From: Tejun Heo <tj-DgEjT+Ai2ygdnm+yROfE0A@public.gmane.org>
To: Kent Overstreet <koverstreet-hpIqsD4AKlfQT0dZR+AlfA@public.gmane.org>
Cc: linux-bcache-u79uwXL29TY76Z2rM5mHXA@public.gmane.org,
linux-kernel-u79uwXL29TY76Z2rM5mHXA@public.gmane.org,
dm-devel-H+wXaHxf7aLQT0dZR+AlfA@public.gmane.org,
vgoyal-H+wXaHxf7aLQT0dZR+AlfA@public.gmane.org,
mpatocka-H+wXaHxf7aLQT0dZR+AlfA@public.gmane.org,
bharrosh-C4P08NqkoRlBDgjK7y7TUQ@public.gmane.org,
Jens Axboe <axboe-tSWWG44O7X1aa/9Udqfwiw@public.gmane.org>
Subject: Re: [PATCH v6 07/13] block: Avoid deadlocks with bio allocation by stacking drivers
Date: Fri, 24 Aug 2012 13:28:55 -0700 [thread overview]
Message-ID: <20120824202855.GE21325@google.com> (raw)
In-Reply-To: <20120824055554.GC11977-jC9Py7bek1znysI04z7BkA@public.gmane.org>
Hello,
On Thu, Aug 23, 2012 at 10:55:54PM -0700, Kent Overstreet wrote:
> > Why aren't we turning off __GFP_WAIT instead? e.g. What if the caller
> > has one of NUMA flags or __GFP_COLD specified?
>
> Didn't think of that. The reason I did it that way is I wasn't sure if
> just doing &= ~__GFP_WAIT would be correct, since that would leave
> __GFP_IO|__GFP_FS set.
Using the appropriate __GFP_IO/FS flags is the caller's
responsibility. The only thing bioset needs to worry and take action
about here is __GFP_WAIT causing indefinite wait in mempool.

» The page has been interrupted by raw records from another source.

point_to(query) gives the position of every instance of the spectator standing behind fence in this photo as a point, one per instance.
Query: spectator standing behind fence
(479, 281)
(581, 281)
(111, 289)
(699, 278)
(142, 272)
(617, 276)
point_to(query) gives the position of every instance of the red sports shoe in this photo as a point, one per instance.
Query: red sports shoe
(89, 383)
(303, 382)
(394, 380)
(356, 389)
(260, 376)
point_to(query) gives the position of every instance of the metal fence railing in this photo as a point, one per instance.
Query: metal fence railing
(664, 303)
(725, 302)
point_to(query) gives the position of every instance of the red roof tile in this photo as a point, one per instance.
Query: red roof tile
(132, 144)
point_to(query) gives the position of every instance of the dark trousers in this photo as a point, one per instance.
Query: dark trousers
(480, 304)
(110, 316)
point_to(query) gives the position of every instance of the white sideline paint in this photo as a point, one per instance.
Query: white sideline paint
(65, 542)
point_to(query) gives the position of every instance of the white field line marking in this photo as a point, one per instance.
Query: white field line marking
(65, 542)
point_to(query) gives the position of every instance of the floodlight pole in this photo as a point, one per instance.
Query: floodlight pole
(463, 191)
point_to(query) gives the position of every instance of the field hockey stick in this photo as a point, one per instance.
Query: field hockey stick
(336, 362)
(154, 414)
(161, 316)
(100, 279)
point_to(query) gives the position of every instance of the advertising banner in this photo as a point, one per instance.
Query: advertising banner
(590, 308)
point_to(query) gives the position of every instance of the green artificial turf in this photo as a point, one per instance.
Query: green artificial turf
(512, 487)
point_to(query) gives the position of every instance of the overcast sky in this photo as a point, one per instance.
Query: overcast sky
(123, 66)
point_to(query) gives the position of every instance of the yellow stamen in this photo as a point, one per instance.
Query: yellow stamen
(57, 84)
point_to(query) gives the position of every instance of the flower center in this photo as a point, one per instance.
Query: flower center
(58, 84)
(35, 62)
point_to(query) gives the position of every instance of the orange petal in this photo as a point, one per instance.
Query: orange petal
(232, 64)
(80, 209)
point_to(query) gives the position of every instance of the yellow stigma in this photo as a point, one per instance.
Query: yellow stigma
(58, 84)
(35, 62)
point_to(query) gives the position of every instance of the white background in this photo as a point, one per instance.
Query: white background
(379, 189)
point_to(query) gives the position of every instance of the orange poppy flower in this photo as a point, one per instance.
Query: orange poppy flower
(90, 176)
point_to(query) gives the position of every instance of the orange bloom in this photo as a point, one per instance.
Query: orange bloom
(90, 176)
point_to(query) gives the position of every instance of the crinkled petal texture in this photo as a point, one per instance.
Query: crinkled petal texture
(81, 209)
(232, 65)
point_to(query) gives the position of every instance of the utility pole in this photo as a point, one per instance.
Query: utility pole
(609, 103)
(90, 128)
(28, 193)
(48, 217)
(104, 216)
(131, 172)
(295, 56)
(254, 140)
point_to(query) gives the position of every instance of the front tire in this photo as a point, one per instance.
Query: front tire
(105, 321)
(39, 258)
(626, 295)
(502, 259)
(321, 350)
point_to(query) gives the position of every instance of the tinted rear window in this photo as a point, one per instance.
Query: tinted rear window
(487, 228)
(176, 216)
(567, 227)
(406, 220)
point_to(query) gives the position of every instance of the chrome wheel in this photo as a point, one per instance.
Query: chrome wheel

> > Plesae don't mix struct definition relocation (or any relocation
> > really) with actual changes. It buries the actual changes and makes
> > reviewing difficult.
>
> Make a new patch that does nothing more than reorder the definitions,
> then?
Yeap, with justification.
> block: Avoid deadlocks with bio allocation by stacking drivers
>
> Previously, if we ever try to allocate more than once from the same bio
> set while running under generic_make_request() (i.e. a stacking block
> driver), we risk deadlock.
>
> This is because of the code in generic_make_request() that converts
> recursion to iteration; any bios we submit won't actually be submitted
> (so they can complete and eventually be freed) until after we return -
> this means if we allocate a second bio, we're blocking the first one
> from ever being freed.
>
> Thus if enough threads call into a stacking block driver at the same
> time with bios that need multiple splits, and the bio_set's reserve gets
> used up, we deadlock.
>
> This can be worked around in the driver code - we could check if we're
> running under generic_make_request(), then mask out __GFP_WAIT when we
> go to allocate a bio, and if the allocation fails punt to workqueue and
> retry the allocation.
>
> But this is tricky and not a generic solution. This patch solves it for
> all users by inverting the previously described technique. We allocate a
> rescuer workqueue for each bio_set, and then in the allocation code if
> there are bios on current->bio_list we would be blocking, we punt them
> to the rescuer workqueue to be submitted.
>
> Tested it by forcing the rescue codepath to be taken (by disabling the
> first GFP_NOWAIT) attempt, and then ran it with bcache (which does a lot
> of arbitrary bio splitting) and verified that the rescuer was being
> invoked.
Yeah, the description looks good to me.
> struct bio *bio_alloc_bioset(gfp_t gfp_mask, int nr_iovecs, struct bio_set *bs)
> {
> + gfp_t saved_gfp = gfp_mask;
> unsigned front_pad;
> unsigned inline_vecs;
> unsigned long idx = BIO_POOL_NONE;
> @@ -318,16 +336,44 @@ struct bio *bio_alloc_bioset(gfp_t gfp_mask, int nr_iovecs, struct bio_set *bs)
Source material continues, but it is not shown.